“Necessity is the mother of invention,” is an English proverb which means necessity or difficult situations encourage inventive solutions.
How is it possible for entrepreneurs with little in the way of resources, a small management team, very little capital for R & D, and no customers, to take on existing companies and introduce products or services that succeed in grabbing market share from those established companies?
The answer lies in the methodology followed by entrepreneurs to launch successful companies. It’s called the “lean startup.”
Every business on the planet has to continually introduce new products or services if it’s to survive and remain competitive.
If you are an Apple Computer or Google you have the financial wherewithalto do significant customer research and market testing before launching.
But what if you don’t have a great R&D budget or are not knee-deep in market research or even cash?
Then you could try to apply the lessons that apply to startup companies who are strapped for cash and introduce new products or services in the marketplace.
This methodology was captured by Eric Ries, a successful entrepreneur, investor, entrepreneur in residence at the Harvard Business School and author of the book, “Lean Startup.” This is a process employed by BizStarts in assisting earlystage entrepreneurs. The core to this approach is to reduce the upfront cost of product development in favor of immediate tests on targeted customers. In a world with 3-D printing, rapid prototyping centers such as the one at the Milwaukee School of Engineering (MSOE) and Internet tools, this becomes highly doable.

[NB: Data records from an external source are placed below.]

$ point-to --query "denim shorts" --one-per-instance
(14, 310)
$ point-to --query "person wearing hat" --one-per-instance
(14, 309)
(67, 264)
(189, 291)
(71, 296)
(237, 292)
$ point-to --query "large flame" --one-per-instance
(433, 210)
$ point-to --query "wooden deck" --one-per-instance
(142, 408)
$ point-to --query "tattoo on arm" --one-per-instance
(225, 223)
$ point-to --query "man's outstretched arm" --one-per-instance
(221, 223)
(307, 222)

Facebook was able to validate its model by registering 150,000 users on very little cash investment. Mark Zuckerberg was able to test his social network on the students at his dorm at Harvard without a dollar of marketing or advertising having been spent.
This approach requires you to “think small.” It requires you to test your product innovation or service offering on a small group of consumers. You listen to what they say. You try to determine if they will actually pay for the new product or service. You do not want suspects. You want real customers. Talk is cheap so you want to find out if you identified a real need that they would pay for.
The process starts:
- Take the time to listen to customers to ascertain the market need your product or service will address. Listen carefully. What is the problem you will be solving?

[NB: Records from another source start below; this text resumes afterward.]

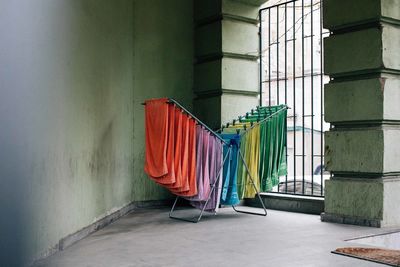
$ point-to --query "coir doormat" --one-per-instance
(384, 256)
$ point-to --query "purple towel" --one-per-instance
(203, 184)
(214, 165)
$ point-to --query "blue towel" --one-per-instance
(229, 194)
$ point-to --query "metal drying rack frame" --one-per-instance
(197, 218)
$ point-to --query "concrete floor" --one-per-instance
(150, 238)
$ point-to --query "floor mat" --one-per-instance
(384, 256)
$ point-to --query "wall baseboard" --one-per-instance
(71, 239)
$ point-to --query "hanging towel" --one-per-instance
(189, 160)
(206, 163)
(177, 151)
(226, 170)
(169, 178)
(253, 145)
(230, 185)
(215, 171)
(156, 128)
(201, 194)
(184, 153)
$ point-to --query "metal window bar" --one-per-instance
(294, 59)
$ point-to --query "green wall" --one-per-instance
(72, 77)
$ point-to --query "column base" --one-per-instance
(336, 218)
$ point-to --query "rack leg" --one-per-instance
(255, 188)
(196, 220)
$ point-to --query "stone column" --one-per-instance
(226, 76)
(362, 102)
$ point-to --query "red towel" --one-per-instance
(170, 177)
(177, 157)
(156, 112)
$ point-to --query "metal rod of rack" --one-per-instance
(173, 101)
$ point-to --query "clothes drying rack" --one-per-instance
(197, 218)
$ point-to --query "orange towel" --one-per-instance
(156, 112)
(170, 177)
(177, 157)
(189, 162)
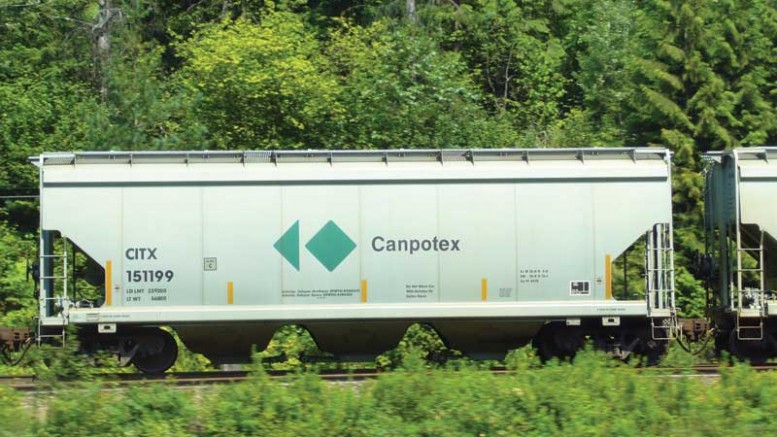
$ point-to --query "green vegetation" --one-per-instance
(692, 76)
(593, 397)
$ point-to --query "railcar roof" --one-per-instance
(332, 156)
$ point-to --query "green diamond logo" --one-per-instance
(288, 245)
(330, 246)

- Then build or create a minimum viable product (MVP) whether it’s a crude prototype or even a video to demonstrate what it is you will do.
- Test it on a select number of customers to determine if you identified a real need to address.
- Listen and learn and then be willing to pivot, which means change what you offer based on what you’ve learned.
- Continue small experiments to evolve your product or service to something that has market acceptance.
- Track the metrics of each iteration. Do not just study gross sales but look at other metrics that are very critical such as renewal rates, referral rates, etc.
The underlying thinking on this is attributable to the great Dr. Edwards Deming. He lectured business leaders in Japan in the 1950s that the most important part of the production process has to be a focus on the customer.
He flipped on its head the prevailing notion that a great business idea should be launched and customers would flock to buy.
Remember how American car companies rolled out new cars every year? Their theory was: build it and they will come.
Remember the Edsel?
In the meantime, the Japanese were pursuing a different approach to the marketplace because they did not have the resources of the great American companies.
Using Dr. Deming’s advice they applied a process known as genchi gembutsu, which literally means “go see for yourself.”
The approach of using the MVP helps you understand what the customer wants and needs with the lowest cost investment on your company’s part.
Even Mark Zukerberg made a major mistake in allowing the Beacon program to share personal information about users with marketing firms. At the same time he was not all that interested in photo sharing for Facebook. But when his staff was able to show success on a target audience, he signed on and it proved a major hit when it was finally rolled out.
You can compete head-on with entrepreneurs if you act like an entrepreneur and use the tools we teach at BizStarts.